Time-traveling in a Pringles can
September 8, 2008
The following is the first in a series of columns chronicling my summer gallivanting around Europe.
I’m fascinated by airplanes. The idea of an oversized tin can, tin wings attached precariously, ferrying hundreds of people across continents seems slightly ludicrous. I always worry right before take-off that the laws of physics might suddenly realize our incredulously designed flying machines aren’t capable of flight after all and take back the sky. Yet time and time again this summer, I hopped aboard giant Pringles cans and they all managed to take flight.

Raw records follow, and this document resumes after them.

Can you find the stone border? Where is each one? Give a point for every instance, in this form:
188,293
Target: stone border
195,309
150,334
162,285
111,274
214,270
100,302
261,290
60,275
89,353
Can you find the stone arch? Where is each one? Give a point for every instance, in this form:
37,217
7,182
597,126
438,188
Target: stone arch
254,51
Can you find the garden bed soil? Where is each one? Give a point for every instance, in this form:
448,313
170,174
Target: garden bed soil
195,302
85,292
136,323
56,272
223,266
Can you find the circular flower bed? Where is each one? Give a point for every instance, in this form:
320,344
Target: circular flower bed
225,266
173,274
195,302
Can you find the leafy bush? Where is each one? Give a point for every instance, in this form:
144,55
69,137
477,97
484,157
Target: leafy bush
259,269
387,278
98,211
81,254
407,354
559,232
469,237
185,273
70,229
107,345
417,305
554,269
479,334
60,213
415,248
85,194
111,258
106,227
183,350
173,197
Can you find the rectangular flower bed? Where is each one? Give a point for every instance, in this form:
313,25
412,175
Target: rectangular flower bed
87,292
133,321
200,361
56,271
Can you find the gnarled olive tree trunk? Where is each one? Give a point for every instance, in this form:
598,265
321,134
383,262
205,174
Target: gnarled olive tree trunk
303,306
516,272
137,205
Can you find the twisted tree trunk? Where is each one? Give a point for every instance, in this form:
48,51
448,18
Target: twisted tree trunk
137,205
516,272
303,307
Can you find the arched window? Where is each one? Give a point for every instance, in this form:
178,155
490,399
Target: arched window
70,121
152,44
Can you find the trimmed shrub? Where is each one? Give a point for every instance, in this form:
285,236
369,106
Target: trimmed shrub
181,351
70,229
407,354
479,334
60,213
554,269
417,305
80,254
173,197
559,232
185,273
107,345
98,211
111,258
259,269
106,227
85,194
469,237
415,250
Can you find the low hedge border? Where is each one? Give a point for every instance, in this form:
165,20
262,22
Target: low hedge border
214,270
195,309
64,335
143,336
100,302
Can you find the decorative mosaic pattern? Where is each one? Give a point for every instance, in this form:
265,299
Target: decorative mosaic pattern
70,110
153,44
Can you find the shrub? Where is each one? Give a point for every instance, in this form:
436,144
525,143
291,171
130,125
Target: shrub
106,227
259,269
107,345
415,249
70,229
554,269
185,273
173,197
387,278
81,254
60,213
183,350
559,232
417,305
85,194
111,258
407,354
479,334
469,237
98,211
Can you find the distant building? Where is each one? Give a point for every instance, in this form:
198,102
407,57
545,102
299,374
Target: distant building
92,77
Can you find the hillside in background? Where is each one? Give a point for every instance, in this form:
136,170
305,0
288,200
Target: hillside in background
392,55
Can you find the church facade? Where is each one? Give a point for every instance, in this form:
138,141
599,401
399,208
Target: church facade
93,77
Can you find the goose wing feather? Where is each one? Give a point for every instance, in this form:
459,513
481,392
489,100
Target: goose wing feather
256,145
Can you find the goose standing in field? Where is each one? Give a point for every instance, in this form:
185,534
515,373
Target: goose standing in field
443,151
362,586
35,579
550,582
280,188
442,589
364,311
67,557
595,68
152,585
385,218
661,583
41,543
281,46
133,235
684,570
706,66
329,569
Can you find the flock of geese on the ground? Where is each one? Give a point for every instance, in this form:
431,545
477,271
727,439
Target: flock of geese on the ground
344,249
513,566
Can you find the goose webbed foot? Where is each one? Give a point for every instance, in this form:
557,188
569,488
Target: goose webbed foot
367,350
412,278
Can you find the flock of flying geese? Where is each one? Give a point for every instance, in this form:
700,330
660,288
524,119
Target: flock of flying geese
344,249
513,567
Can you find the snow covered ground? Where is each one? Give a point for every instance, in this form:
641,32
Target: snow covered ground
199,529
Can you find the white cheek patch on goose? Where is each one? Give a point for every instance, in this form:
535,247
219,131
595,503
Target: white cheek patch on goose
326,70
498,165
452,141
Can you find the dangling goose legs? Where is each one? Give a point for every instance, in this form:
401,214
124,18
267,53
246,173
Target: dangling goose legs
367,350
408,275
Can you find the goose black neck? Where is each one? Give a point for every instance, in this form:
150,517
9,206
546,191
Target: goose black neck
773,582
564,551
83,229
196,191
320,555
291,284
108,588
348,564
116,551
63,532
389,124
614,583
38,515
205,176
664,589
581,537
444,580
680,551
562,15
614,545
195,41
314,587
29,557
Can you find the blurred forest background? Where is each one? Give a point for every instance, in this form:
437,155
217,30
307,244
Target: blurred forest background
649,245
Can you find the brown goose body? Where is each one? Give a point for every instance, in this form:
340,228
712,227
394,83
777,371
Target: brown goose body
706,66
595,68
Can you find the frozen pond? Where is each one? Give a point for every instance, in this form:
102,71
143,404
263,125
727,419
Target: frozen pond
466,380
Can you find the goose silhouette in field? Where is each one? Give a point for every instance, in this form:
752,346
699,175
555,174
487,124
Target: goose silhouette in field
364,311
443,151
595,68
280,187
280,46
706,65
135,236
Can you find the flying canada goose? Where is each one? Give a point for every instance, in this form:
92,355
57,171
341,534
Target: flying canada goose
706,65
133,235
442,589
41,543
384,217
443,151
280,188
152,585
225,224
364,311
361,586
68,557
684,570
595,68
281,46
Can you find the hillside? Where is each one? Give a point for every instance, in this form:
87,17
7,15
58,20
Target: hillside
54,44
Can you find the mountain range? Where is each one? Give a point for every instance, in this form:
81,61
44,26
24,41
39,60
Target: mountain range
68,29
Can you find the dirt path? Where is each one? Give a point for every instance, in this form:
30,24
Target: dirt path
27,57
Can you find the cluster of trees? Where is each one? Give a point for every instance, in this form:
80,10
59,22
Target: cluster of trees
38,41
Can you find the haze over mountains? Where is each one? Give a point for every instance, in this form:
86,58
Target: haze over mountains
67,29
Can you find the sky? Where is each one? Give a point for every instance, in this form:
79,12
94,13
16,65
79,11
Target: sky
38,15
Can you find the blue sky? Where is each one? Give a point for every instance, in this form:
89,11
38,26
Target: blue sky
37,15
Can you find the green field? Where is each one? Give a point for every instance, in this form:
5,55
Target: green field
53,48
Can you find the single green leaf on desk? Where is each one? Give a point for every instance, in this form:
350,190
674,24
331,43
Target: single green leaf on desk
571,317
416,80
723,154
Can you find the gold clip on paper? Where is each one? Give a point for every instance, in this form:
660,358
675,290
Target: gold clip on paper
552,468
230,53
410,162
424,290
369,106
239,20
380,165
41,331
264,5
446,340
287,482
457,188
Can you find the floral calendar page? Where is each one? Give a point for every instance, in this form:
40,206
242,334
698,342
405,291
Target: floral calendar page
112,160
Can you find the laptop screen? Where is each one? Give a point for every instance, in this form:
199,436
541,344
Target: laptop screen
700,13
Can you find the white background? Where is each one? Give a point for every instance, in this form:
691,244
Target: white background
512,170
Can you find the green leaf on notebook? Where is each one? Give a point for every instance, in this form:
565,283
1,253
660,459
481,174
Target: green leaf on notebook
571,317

As it turns out, from Chicago to London, and from London to airports all around Europe, the challenge of travel lies in navigating public transport, not the sky. My poor parents’ first concern when I suggested the possibility of spending my summer studying in England was that I would be doomed to wander international airports/train stations/city streets desperately lost. I settled some of their concerns by explaining that yes, they do in fact speak English in England and conveniently forgot to mention all plans to jet set across the rest of Europe. And that is how I tricked them into letting me study at the University of Cambridge.
The good news is in: Flying alone for the first time, I managed not to get lost. I realize now after traipsing around Europe on discount airlines, despite long lines and inconveniently baggied liquids and shoes-off-your-feet-for-bomb-inspection, flying is amazing.
Everything about airplanes excites my childlike sense of wonder.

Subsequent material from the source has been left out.